Over 60% of the workforce who can work remotely are doing so at least some of the time. It seems that the majority of survey participants would prefer to perform some portion of their work-week at home long-term. Most employees seem willing to spend three days in the office, and two working remotely. A smaller group would prefer to flip that around and spend two days at work, and three working from home.

In terms of flexibility, smaller businesses appear to be in a better position to enable this change in workspaces. The majority of respondents agreed that they are committing to an increase in mixed working situations and allowing staff to work exclusively from home.

Choosing where an employee works from also appears to be something employers, and employees are teaming up to do together. Allowing and trusting staff to work remotely where possible is an integral part of the workplace culture that so many employees are seeking in 2020 and beyond.

What it means for the traditional office space:

The majority of firms are not concerned about workplace hygiene, trusting that the systems they already had in place before Covid-19 are enough to keep their teams safe.

Businesses have also put thought into managing social distancing. While this has been harder for some than others, it has not stopped teams wanting to co-locate and work together. Less than half of the respondents felt this was a concern in returning to the office.
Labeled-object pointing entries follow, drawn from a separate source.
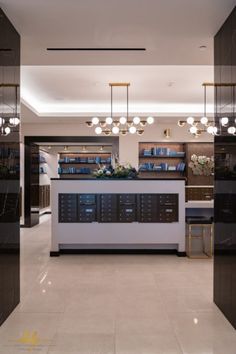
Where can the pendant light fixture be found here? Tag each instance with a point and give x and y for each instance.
(203, 125)
(123, 125)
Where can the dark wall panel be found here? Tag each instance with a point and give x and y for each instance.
(9, 169)
(225, 173)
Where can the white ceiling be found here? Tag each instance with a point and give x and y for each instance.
(82, 91)
(170, 30)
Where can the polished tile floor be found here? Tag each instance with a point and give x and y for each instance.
(106, 304)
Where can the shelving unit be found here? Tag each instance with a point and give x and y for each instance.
(83, 163)
(163, 159)
(199, 187)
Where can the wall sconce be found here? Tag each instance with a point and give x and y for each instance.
(167, 133)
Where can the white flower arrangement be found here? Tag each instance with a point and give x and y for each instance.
(202, 165)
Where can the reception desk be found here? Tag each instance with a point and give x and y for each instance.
(98, 214)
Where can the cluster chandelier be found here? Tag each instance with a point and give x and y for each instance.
(122, 125)
(199, 126)
(225, 124)
(8, 123)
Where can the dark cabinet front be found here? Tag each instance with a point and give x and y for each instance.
(118, 208)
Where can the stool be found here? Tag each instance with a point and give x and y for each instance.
(204, 224)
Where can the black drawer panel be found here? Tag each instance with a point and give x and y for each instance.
(105, 208)
(68, 208)
(108, 208)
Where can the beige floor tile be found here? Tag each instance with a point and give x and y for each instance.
(147, 344)
(207, 332)
(90, 343)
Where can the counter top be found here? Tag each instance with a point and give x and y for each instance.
(200, 204)
(119, 179)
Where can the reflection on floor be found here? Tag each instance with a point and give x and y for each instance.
(113, 304)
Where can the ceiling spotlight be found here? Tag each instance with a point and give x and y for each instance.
(132, 130)
(89, 124)
(181, 123)
(109, 120)
(116, 123)
(2, 121)
(103, 124)
(190, 120)
(123, 120)
(123, 132)
(98, 130)
(210, 129)
(150, 120)
(143, 123)
(224, 121)
(107, 132)
(140, 131)
(115, 130)
(204, 120)
(231, 130)
(13, 122)
(95, 120)
(136, 120)
(193, 130)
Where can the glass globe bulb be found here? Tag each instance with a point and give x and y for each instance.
(210, 129)
(231, 130)
(14, 121)
(136, 120)
(95, 120)
(132, 130)
(2, 121)
(224, 121)
(98, 130)
(204, 120)
(150, 120)
(193, 130)
(109, 120)
(190, 120)
(7, 130)
(123, 120)
(115, 130)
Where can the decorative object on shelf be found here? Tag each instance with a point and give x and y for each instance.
(122, 125)
(8, 124)
(119, 171)
(202, 165)
(225, 124)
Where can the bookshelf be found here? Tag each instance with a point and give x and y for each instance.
(162, 160)
(81, 164)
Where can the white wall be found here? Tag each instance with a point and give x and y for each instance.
(128, 146)
(128, 149)
(51, 167)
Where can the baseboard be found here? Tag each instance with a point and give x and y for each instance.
(117, 251)
(181, 254)
(45, 213)
(54, 253)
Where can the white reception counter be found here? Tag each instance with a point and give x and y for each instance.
(100, 214)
In fact, the general outlook of the businesses who participated in the survey was relatively carefree – many of the concerns that the Europlan team anticipated might be front of mind for senior leaders proved to not be of concern.

Most surprisingly, despite the massive increase in employees spreading their work across multiple locations, firms are not looking to reduce their workspaces. Instead, they are putting thought and focus on how to make their office space work for them.

Reflecting on the results from the survey got us thinking about what offices will need in 2021 and into the future.

The way we design workspaces in the coming years, as more and more of the labour force work remotely for some or all of their employment, is likely to change. We suspect there will be a clear division between the type of work completed in the office, and that completed at home.

Offices may start to shy away from cubicles, pods and fixed rooms. Instead, we may see an increase in more fluid spaces, supported by the likes of wheeled technology, moveable whiteboards-as-walls and more.

For many, the workplace will become the hub for meetings, socialising and collaborative activities that can be configured by people as required.

In comparison, home offices will become areas of focused, intensive work where individuals can dive into projects relatively uninterrupted.

We’ve been thinking about how this works for distanced employees too. When we were all thrown into the deep end during lock-down, it became apparent that supporting team-mates who are not co-locating required a bit of thinking, planning and care. Everyone also needed a good wifi connection and at least a strong cup of tea for their morning meeting. Providing solutions that help cement workplace culture and enable tribes, squads, or whatever your crew call themselves, to work well together no matter where everyone is.

We’re looking forward to seeing what 2021 holds and how we can continue to support businesses, large and small to design functional and supportive spaces for their distributed workforces.